No the ignorance involved in sending poor people who very likely do not have a computer or Internet is extreme. But I have one, so I search until I found a page that might help me– the one they give you wouldn’t help me. I found it. I called the number on that page. A machine answered. A lengthy message gave me all kinds of options and informed me that if I lost my card, to call JP Morgan. I haven’t lost my card but this message has annoyed me for at 6 months . . . because JP Morgan doesn’t handle the cards, Chase does. Great if you are a poor person . . .false information. I finally reached the end of the message and it told me to press 0 if one of the options hadn’t fit my problem. I pressed 0. A woman came on and asked where she could transfer me. I pointed out, as I have before that the message was wrong. Then I explained that I had had a stroke and I needed to talk to someone about my account. Keep in mind, I am struggling to communicate . . .she did not even ASK me if it was okay, she said she would transfer me to a supervisor and did. And, as has happened the last three times I called,the supervisor wasn’t there. I left a very emotional message. But it doesn’t matter, she never gets back to me.

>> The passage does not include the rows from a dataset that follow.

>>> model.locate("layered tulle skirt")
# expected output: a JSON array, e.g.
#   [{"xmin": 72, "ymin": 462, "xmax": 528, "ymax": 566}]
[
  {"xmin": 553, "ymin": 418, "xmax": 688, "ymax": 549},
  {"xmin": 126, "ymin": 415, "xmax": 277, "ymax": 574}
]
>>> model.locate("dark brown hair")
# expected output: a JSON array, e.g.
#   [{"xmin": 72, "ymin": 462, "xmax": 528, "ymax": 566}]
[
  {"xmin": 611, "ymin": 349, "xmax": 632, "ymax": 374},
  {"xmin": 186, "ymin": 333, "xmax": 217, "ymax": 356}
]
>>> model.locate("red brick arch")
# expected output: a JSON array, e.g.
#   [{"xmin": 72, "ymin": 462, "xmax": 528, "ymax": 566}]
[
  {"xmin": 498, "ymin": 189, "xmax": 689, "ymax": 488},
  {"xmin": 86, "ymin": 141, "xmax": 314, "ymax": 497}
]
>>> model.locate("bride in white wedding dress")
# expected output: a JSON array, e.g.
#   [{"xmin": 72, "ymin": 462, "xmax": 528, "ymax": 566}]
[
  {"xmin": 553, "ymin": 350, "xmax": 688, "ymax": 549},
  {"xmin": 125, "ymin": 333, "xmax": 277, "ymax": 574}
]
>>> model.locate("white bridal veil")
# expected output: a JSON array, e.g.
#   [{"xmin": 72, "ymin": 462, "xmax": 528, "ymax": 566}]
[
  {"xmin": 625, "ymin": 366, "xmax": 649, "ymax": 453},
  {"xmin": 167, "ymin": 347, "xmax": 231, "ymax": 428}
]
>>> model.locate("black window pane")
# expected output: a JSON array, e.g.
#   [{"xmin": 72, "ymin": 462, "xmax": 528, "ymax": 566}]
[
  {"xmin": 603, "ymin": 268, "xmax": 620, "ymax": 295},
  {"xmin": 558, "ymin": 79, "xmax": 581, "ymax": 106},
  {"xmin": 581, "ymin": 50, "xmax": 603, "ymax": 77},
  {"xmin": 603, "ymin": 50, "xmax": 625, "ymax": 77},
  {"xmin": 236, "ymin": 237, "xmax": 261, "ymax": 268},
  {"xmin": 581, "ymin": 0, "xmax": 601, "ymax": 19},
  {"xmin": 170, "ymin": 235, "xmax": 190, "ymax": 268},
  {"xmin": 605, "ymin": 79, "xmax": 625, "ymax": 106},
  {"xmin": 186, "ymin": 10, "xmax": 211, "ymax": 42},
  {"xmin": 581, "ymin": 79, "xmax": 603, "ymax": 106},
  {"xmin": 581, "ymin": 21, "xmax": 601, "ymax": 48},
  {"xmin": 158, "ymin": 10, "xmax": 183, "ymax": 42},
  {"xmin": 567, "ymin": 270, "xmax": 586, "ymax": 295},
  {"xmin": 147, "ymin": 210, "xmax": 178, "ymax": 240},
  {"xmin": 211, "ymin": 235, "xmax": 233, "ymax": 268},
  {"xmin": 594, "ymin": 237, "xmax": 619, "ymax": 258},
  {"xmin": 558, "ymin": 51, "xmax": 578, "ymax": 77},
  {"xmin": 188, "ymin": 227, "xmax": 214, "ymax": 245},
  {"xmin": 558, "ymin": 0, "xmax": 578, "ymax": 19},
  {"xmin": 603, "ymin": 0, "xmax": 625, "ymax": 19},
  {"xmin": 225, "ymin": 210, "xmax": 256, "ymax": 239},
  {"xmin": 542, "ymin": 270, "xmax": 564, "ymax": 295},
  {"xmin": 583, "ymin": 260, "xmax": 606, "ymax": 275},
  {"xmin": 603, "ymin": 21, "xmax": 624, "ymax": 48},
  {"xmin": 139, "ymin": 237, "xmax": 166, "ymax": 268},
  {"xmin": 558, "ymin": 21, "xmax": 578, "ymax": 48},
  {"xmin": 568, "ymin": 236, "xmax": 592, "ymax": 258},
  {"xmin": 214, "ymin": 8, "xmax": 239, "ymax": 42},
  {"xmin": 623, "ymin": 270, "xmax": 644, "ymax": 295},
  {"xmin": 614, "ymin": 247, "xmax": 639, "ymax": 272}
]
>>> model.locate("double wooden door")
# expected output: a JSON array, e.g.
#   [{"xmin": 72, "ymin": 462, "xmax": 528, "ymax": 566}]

After I calmed down,it is so frustrating and embarrassing to be recovering from a stroke, I called again. I have been a hold for 55 minutes. I am crying. There is so much I need to do . . . but I get so frustrated trying to communicate. I have to call disability. I have to deal with my job. I don’t know what to do. I can’t go to the doctor, I have no money. I keep telling myself it will get better . . . but I don’t believe it.